III

Cecily was still lying on the sofa where he had placed her. The fire alone lighted up the fine old luxurious room, softening the bright green of the damask curtains, bathing the low gilt couch and the figure lying on it in rosy light.

With a gesture most unusual with him, Wantley flung himself on his knees by his wife: he gathered her head and shoulders in his arms, pressed the soft hair off her forehead, and kissed her with an almost painful emotion. 'You will find her very altered,' he said hoarsely; 'I wonder if I ought to let you see her. I'm afraid you will be distressed, and I cannot let you be distressed just now!'

'Has she been too much left alone? Oh, Ludovic, I wish we had come before! Perhaps the nurse—the woman who has just left—was not kind to her.'

Cecily was starting up, but he held her back, exceedingly perplexed as to what to do and what to say. 'No,' he said at last; and then, carefully choosing his words, 'She did not speak of the nurse, and I do not suppose that any one has been outwardly disrespectful or unkind to her. But, dearest, before you go up to her, I think you should be prepared to find her in a very pitiful state. I dare say you've forgotten once speaking to me at Monk's Eype concerning her belief that she was in close communication with the dead whom she loved? Well, now she unhappily believes that her husband has forsaken her, that his spirit no longer holds communication with hers.' Wantley's voice broke. 'To hear her talk of it, of her agony and loneliness, is horribly sad; and although I do not actually believe that my uncle was, as she says, always with her, I could not help thinking of ourselves—of how I should feel, my darling, if you were to turn from me.'

'But,' said Cecily, clinging to him, 'I could never, never turn from you!'

'Ah! but so Uncle Wantley would once have said to her. You never saw him; you do not know, as I do, in what an atmosphere of devotion—it might almost be said of adoration—he always surrounded her. I don't wonder,' he added, 'that she felt it endure even after his death.'

'But why does she think he has turned from her?' asked Cecily, perplexed.

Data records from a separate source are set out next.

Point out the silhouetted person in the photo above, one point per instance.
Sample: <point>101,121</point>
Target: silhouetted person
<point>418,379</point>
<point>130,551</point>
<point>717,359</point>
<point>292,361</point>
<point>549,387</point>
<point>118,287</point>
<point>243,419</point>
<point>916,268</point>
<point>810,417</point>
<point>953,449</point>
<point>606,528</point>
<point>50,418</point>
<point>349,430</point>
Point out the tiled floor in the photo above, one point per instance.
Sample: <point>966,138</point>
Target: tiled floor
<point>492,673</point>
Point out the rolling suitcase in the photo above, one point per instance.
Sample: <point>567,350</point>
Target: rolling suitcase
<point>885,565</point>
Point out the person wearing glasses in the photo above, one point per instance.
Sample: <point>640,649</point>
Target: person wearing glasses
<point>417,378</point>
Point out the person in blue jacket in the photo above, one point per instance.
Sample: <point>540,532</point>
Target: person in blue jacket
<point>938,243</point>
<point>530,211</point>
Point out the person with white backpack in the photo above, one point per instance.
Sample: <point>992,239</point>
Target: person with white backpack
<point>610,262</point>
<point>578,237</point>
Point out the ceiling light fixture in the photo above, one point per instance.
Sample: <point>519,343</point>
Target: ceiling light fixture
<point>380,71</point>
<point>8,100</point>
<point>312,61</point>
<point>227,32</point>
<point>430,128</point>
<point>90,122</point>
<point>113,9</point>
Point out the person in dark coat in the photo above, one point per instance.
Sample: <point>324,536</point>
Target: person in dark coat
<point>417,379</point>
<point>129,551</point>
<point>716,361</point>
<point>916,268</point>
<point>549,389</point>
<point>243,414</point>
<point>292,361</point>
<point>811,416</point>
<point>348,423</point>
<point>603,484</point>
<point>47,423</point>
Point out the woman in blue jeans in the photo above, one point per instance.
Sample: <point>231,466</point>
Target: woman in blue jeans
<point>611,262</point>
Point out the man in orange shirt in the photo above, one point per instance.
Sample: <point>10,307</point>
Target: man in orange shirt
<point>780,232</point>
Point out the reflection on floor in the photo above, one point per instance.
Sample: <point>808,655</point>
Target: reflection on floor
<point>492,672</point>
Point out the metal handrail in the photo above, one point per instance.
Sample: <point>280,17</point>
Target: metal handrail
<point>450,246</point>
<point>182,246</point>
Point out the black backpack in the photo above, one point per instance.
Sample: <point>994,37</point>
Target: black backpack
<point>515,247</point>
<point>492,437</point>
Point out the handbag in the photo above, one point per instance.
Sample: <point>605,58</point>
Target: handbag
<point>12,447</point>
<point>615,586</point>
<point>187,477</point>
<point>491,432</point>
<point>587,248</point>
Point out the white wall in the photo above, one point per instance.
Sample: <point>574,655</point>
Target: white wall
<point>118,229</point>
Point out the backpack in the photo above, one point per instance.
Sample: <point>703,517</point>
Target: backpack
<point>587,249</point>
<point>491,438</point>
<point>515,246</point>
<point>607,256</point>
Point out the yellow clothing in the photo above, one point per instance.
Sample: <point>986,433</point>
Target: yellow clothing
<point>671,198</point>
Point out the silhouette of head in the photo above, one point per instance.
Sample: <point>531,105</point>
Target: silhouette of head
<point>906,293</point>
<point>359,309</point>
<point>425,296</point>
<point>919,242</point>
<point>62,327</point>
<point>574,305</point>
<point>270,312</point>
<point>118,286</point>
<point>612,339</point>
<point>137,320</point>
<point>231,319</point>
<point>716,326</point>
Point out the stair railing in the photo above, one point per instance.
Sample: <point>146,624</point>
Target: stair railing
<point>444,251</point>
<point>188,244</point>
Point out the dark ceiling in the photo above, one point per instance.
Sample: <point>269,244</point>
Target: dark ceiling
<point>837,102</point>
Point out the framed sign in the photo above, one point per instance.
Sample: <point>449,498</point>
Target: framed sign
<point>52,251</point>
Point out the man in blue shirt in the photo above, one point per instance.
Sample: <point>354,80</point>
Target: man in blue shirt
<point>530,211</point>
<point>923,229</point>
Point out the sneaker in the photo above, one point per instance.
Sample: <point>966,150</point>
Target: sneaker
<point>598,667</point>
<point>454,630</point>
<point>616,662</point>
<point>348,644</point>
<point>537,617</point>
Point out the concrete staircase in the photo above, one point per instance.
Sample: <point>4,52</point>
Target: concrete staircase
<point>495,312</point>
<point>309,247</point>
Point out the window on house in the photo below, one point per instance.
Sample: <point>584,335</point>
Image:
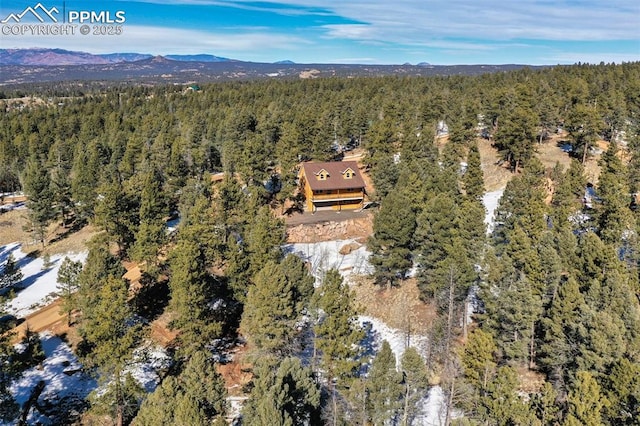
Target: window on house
<point>323,175</point>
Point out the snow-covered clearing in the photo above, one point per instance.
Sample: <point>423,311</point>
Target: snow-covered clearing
<point>490,201</point>
<point>38,286</point>
<point>148,362</point>
<point>64,380</point>
<point>65,383</point>
<point>326,255</point>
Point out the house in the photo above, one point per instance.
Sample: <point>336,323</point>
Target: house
<point>335,185</point>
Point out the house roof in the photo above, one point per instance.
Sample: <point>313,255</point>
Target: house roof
<point>335,180</point>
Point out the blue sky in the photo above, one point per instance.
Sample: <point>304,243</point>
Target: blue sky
<point>374,31</point>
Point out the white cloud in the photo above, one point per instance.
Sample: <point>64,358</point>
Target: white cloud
<point>404,20</point>
<point>160,40</point>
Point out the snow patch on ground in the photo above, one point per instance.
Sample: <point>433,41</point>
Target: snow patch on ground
<point>38,286</point>
<point>433,409</point>
<point>377,331</point>
<point>62,374</point>
<point>490,201</point>
<point>148,363</point>
<point>326,255</point>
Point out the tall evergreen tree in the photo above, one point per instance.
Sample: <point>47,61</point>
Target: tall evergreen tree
<point>391,243</point>
<point>111,336</point>
<point>337,334</point>
<point>284,393</point>
<point>191,290</point>
<point>415,383</point>
<point>68,284</point>
<point>11,274</point>
<point>36,184</point>
<point>614,216</point>
<point>270,313</point>
<point>385,387</point>
<point>473,177</point>
<point>196,396</point>
<point>586,403</point>
<point>151,232</point>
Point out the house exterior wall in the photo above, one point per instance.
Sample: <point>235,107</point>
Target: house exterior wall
<point>340,199</point>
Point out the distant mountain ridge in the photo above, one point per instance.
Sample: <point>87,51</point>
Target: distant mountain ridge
<point>56,57</point>
<point>44,66</point>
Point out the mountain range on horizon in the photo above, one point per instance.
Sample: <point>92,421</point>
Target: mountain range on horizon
<point>44,66</point>
<point>55,57</point>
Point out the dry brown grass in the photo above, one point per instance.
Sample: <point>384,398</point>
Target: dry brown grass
<point>398,307</point>
<point>60,240</point>
<point>496,175</point>
<point>11,227</point>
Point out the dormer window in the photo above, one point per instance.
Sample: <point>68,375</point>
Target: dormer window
<point>322,175</point>
<point>348,174</point>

Wantley hesitated. 'She believes,' he answered reluctantly, 'that she has done something which has utterly alienated him. But we must try and keep her from the whole subject, and perhaps—indeed, I hope—she will not speak to you as freely as she did to me.'

Hand in hand they went through the great ground-floor rooms, up the broad staircase, and down vast corridors.

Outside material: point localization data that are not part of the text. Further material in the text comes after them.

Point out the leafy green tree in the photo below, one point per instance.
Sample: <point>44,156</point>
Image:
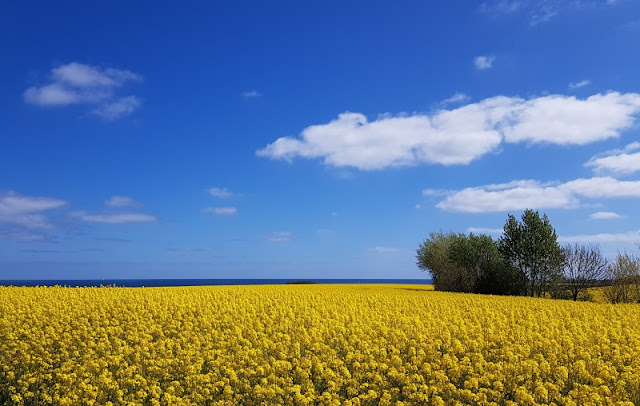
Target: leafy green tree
<point>433,256</point>
<point>583,266</point>
<point>462,263</point>
<point>624,274</point>
<point>531,246</point>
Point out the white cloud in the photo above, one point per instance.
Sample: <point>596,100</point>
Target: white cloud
<point>26,211</point>
<point>222,211</point>
<point>539,11</point>
<point>21,236</point>
<point>483,62</point>
<point>118,108</point>
<point>501,6</point>
<point>117,218</point>
<point>384,250</point>
<point>456,98</point>
<point>578,85</point>
<point>460,135</point>
<point>605,215</point>
<point>251,94</point>
<point>76,83</point>
<point>621,161</point>
<point>121,201</point>
<point>221,193</point>
<point>523,194</point>
<point>280,236</point>
<point>484,230</point>
<point>631,236</point>
<point>558,119</point>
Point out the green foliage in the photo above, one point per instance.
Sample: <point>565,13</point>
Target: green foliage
<point>531,246</point>
<point>461,263</point>
<point>624,273</point>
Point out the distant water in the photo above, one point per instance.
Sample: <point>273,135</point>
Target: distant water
<point>134,283</point>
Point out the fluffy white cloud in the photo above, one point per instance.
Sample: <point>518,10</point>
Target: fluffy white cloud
<point>121,201</point>
<point>631,236</point>
<point>222,211</point>
<point>460,135</point>
<point>280,236</point>
<point>76,83</point>
<point>456,98</point>
<point>523,194</point>
<point>605,215</point>
<point>621,161</point>
<point>578,85</point>
<point>506,197</point>
<point>115,218</point>
<point>221,192</point>
<point>27,211</point>
<point>483,61</point>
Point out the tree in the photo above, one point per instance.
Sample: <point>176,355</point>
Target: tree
<point>531,246</point>
<point>461,263</point>
<point>433,256</point>
<point>480,260</point>
<point>624,273</point>
<point>583,265</point>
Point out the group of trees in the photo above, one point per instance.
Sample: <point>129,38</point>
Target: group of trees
<point>525,260</point>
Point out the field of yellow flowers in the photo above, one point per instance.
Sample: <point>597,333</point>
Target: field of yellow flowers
<point>312,345</point>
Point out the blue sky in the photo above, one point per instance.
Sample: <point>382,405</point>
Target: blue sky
<point>253,139</point>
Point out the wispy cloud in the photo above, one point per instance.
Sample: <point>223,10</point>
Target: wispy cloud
<point>113,239</point>
<point>77,83</point>
<point>221,192</point>
<point>580,84</point>
<point>121,201</point>
<point>456,98</point>
<point>22,236</point>
<point>619,161</point>
<point>280,236</point>
<point>251,94</point>
<point>523,194</point>
<point>460,135</point>
<point>27,211</point>
<point>484,230</point>
<point>605,215</point>
<point>118,108</point>
<point>187,251</point>
<point>115,218</point>
<point>539,11</point>
<point>384,250</point>
<point>631,236</point>
<point>483,62</point>
<point>221,211</point>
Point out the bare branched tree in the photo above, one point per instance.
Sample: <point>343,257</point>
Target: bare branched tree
<point>624,273</point>
<point>584,266</point>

At the door of Lady Wantley's room he turned to Cecily. 'Promise me,' he said rather sternly, 'that if I make you a sign—if I say "Go"—you will leave us. It is not right that you should be made ill, or that you should be overdistressed.' And as he spoke there was in his voice a note new to her—a tone which said very clearly that he meant to be obeyed.

Wantley hung back as Cecily, treading softly, walked forward into the room of which the white dimness had been accentuated by two candles which had been lighted close to where Lady Wantley was sitting.

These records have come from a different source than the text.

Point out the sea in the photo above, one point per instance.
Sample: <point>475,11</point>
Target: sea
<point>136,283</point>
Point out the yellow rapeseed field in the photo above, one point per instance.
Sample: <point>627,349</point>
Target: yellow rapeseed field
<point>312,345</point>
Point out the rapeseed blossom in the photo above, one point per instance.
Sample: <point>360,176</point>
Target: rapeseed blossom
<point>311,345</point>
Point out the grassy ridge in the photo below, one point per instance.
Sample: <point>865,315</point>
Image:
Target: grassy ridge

Suddenly, as the older woman stood up, uttering a curious, yearning cry of welcome which thrilled through the passive spectator, the younger woman ran forward, and took the shrunken, shrouded figure in her arms—soft arms, which were at once so maternal and so childish in contour.

Then the one standing aside felt a curious feeling come over him. Sometimes it seemed as if he shared his wife with the whole of the suffering half of the world.

Silently he watched Cecily place Lady Wantley back in her chair, and then, kneeling down by her, first kiss, and then take between her warm young palms, the other's trembling hands. He heard his wife's words: 'We are ashamed of not having come before, of having left you to be lonely here; but now we will stay as long as you will have us, and I am sure you will be better, perhaps quite well again, by the time Penelope comes home!'

'Is Ludovic here?' Lady Wantley asked suddenly. And as he came forward, 'Are there not candles,' she asked him—'candles which should be lit?'

'Yes,' he answered, looking round with some surprise. 'There are a great number of candles about your room—all unlit, of course.'

'Unlit?' she repeated; 'unlit as yet, for till now I feared the light. When I said "My bed shall comfort me, my couch shall ease my complaint," then I was scared by dreams and terrified through visions.'

'But now,' whispered Cecily earnestly, 'you will no longer be so sadly lonely; we will see that you are not left alone.'

'I am no longer lonely or alone,' said Lady Wantley mysteriously. 'That is why,' she added, looking at the young man standing before her—'that is why I must ask you, Ludovic, to go round my room and give light; for the bridegroom cometh, and must not find me in the dark.'

Wondering at her words, he obeyed, and a few moments later they left her, the centre of a circle of glimmering lights.